Like others, he emphasises informal “low stakes” approaches to bring students with different perspectives together. Johnson at Wellesley says she has increased outreach in dormitories with residential advisers who knock on doors and invite students to come together daily for joint activities. “You don’t choose who’s with you, so they are critically important learning grounds. It’s a low-stakes way of building community.”
However, college administrators face broader pressures that are in some ways beyond their control. The first has been managing a generation of students confronted by mental health issues because of fears about, among other things, climate change and an uncertain job market.

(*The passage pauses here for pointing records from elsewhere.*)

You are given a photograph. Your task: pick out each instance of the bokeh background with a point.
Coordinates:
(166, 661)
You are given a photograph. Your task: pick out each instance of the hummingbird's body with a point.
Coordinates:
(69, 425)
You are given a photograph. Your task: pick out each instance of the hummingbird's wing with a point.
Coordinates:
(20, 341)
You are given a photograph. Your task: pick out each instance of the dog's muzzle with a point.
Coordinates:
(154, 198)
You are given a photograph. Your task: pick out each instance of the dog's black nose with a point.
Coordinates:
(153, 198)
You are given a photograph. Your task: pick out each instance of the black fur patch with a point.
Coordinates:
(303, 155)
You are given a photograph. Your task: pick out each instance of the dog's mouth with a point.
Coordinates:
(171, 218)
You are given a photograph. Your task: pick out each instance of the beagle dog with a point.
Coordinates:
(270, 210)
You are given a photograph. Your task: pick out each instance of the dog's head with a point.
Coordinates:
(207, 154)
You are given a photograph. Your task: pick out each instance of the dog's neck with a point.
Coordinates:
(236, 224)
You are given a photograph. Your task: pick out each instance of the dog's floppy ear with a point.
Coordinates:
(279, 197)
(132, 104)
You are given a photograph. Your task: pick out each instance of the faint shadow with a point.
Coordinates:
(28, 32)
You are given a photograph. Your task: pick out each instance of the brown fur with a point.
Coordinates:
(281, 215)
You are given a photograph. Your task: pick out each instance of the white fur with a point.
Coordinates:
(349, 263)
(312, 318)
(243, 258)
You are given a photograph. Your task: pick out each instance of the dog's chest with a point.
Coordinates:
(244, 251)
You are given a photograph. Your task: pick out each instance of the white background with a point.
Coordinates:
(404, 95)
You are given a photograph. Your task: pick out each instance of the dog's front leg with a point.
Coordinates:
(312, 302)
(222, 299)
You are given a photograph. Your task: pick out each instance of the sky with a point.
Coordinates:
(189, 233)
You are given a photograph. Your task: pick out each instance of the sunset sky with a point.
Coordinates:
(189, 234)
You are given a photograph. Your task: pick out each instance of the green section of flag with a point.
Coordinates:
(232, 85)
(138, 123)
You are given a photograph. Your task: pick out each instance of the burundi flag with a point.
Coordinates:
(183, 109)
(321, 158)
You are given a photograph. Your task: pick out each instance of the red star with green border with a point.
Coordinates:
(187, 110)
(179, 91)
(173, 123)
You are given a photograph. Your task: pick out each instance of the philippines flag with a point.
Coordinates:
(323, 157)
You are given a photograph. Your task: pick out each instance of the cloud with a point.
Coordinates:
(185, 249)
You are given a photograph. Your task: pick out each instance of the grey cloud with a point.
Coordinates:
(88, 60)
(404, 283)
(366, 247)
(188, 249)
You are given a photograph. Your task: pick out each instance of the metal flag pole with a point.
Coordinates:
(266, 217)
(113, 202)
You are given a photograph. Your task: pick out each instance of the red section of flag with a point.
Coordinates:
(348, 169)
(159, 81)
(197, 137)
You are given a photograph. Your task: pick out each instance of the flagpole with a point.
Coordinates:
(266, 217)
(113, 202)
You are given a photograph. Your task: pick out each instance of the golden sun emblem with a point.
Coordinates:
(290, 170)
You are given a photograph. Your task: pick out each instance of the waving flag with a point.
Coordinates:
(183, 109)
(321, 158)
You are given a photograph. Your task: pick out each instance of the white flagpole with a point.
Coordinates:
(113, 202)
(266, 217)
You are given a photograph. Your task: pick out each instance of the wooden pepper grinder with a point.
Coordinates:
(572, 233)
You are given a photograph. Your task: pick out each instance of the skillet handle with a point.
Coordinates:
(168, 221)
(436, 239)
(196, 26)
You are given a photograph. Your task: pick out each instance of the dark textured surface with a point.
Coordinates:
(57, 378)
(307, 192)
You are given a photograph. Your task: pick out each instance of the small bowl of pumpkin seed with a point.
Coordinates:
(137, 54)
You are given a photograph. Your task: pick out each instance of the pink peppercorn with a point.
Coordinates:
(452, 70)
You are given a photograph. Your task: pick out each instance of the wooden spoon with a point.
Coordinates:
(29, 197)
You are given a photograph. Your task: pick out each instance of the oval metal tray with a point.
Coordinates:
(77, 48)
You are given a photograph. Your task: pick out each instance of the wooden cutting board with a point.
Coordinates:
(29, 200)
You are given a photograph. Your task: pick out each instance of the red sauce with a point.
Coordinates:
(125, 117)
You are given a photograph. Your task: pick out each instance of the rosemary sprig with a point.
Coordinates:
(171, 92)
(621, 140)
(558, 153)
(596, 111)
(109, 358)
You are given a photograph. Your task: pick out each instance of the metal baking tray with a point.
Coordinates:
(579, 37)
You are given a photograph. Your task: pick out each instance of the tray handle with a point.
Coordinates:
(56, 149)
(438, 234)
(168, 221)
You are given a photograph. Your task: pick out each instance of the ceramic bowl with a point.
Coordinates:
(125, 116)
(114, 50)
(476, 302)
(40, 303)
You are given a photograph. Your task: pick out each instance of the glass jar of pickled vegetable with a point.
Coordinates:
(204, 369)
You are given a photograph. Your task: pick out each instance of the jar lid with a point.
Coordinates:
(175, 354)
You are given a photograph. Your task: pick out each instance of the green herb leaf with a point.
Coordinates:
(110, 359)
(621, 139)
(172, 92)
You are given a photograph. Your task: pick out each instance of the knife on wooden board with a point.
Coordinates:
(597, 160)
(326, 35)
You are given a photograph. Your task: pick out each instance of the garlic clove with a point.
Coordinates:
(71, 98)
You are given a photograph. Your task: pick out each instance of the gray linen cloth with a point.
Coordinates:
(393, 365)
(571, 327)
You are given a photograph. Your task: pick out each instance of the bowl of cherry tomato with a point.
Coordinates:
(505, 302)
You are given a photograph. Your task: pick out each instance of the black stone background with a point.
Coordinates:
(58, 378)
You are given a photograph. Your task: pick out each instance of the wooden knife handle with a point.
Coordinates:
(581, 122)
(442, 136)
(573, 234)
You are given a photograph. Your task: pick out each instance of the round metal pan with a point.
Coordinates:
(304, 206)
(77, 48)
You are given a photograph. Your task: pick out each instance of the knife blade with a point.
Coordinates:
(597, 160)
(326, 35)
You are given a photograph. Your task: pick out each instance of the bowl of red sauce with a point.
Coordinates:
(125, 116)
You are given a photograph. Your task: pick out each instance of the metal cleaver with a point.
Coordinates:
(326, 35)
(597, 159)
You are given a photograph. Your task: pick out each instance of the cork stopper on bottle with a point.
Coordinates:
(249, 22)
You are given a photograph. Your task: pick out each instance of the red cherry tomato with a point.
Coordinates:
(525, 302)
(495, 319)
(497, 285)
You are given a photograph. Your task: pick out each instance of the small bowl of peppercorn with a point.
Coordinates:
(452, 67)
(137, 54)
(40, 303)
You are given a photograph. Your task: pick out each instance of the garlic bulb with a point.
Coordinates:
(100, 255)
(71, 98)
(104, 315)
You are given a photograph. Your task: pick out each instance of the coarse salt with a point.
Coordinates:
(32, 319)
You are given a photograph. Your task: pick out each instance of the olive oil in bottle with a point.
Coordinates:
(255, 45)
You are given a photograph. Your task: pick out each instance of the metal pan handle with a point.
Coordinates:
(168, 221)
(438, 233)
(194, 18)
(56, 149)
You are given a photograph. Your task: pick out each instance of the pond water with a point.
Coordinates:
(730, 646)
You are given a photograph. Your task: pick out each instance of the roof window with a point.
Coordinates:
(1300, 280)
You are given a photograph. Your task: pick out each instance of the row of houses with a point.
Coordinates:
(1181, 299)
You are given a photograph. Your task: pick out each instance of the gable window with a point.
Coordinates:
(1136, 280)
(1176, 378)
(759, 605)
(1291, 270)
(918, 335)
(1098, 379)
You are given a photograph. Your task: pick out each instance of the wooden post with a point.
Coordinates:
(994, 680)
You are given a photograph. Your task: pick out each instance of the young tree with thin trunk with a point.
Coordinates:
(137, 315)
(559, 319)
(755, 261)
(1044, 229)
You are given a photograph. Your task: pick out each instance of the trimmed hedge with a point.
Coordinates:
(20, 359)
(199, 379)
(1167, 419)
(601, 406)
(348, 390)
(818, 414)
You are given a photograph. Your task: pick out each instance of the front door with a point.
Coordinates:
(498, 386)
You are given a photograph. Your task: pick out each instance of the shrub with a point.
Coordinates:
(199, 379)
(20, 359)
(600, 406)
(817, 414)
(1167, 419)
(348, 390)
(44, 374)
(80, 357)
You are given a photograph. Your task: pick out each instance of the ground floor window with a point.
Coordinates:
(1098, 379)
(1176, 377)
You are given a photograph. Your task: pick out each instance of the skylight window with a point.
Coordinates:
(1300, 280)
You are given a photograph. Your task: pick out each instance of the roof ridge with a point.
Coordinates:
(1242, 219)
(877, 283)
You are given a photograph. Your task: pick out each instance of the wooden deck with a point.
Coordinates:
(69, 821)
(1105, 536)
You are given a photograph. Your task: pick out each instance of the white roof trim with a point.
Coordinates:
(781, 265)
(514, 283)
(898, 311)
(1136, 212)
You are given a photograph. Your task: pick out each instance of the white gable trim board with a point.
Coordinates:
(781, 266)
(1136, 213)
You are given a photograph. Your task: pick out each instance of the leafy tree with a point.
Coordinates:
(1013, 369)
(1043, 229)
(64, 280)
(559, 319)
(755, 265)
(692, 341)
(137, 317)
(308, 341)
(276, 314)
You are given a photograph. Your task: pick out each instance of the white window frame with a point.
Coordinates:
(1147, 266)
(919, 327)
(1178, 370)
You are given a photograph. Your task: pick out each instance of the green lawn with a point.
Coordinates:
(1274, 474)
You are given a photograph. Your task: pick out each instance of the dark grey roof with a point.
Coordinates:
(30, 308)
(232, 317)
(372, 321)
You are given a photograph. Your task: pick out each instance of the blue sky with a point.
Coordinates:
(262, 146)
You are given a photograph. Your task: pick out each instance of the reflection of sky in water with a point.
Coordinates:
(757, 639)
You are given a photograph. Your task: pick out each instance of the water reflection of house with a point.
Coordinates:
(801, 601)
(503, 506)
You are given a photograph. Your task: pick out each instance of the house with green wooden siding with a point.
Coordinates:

They are moving into adulthood after a period of enforced social isolation during pandemic lockdowns in which they turned to social media, with its emphasis on performative outrage and divisiveness.
Beilock says more face-to-face discussion is needed to resolve conflicts between students. “Roommate conflicts used to be resolved by talking. Then it went to texts and voice memos. Now it has escalated to asking for help from someone [in authority],” she says.
Sunjay Muralitharan, president of College Democrats of America, who issued a joint statement with his Republican counterpart after Kirk’s killing calling for “respectful dialogue”, said: “Social media is definitely conducive to echo chambers. We can blame it a lot for radicalisation. We need to spend more time valuing the struggles of young men in contemporary America.”
A second difficulty for colleges is tackling the wider attitudes of US society, not least from its political leaders.
“We still need to address the new permission structure that has been created for vitriolic rhetoric and violent reactions in response to political, social, and cultural disagreement,” said Lynn Pasquerella, president of the Association of American Colleges and Universities.
“Civil discourse needs to be modelled not only in the academy but across all sectors of society.”